The Government has put stringent measures in place, to ensure Grade Seven learning materials reach all schools across the country before the end of the week.

Kenya Institute of Curriculum Development (KICD) Chief Executive Officer (CEO), Prof. Charles Ong’ondo, said a consignment containing three sets of the books has already been delivered to schools.

Prof. Ong’ondo said the textbooks on health education, agriculture and physical education were currently being issued to students across the country, adding that KICD in collaboration with Ministry of Education officials, were tracking the remaining books, to ensure they are delivered on time.

Prof. Ongo’ondo said the Junior Secondary School rollout had kicked-off smoothly, adding that all the agencies involved were on the ground to address any emerging challenges.

KICD, he said, was monitoring the exercise, announcing that a review shall be conducted in February to assess any additional learning materials required to facilitate smooth transition.
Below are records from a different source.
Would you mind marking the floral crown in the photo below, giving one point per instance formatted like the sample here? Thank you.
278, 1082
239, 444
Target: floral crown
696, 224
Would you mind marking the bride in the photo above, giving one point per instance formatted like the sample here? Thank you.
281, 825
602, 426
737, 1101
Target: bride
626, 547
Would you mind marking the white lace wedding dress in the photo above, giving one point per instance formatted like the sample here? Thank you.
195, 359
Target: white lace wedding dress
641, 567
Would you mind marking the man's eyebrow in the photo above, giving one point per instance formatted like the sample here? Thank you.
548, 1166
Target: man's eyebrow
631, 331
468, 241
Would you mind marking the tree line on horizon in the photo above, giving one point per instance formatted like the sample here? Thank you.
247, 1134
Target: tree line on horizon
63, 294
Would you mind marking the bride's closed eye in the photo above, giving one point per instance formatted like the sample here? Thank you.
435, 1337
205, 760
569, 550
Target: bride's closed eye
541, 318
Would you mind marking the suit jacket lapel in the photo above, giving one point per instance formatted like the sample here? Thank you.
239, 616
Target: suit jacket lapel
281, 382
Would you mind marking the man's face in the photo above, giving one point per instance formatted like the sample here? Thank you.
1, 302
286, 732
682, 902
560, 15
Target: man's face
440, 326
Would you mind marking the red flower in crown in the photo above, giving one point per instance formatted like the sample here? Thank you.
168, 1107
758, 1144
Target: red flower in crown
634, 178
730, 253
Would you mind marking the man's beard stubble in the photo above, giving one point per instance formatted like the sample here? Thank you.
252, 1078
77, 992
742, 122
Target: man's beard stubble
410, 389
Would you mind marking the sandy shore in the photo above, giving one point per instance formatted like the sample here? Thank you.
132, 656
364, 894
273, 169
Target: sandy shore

He asked parents who have moved their children to different schools, to notify the respective education offices of the changes, to ensure that every school receives enough books.

Speaking at Migosi Primary School in Kisumu during an inspection of the exercise, Prof. Ong’ondo said capitation for Junior Secondary is expected to hit the accounts of the schools before the end of the week, to ensure a smooth transition.

He cautioned teachers against charging extra levies, asking them to negotiate with parents and agree on how to procure uniforms and other requirements.

Out of the Sh. 15,000 allocated per student, he said Sh. 4, 000 will go towards improving the infrastructure at the learning institutions, cautioning school heads against transferring the burden to parents.

“As we roll-out this program, the government will review the facilities and see whether the allocation needs to be scaled-up,” he said.

The Teachers Service Commission (TSC), he said, was in the process of deploying teachers to Junior Secondary, calling on the respective heads to assess the qualifications and skills of teachers in primary and allow those qualified to assist in the roll-out.

For technical subjects, Prof. Ong’ondo asked school heads to liaise with their Senior Secondary School counterparts, to allow students access laboratories and technical learning, as measures to stabilize the JSS continue.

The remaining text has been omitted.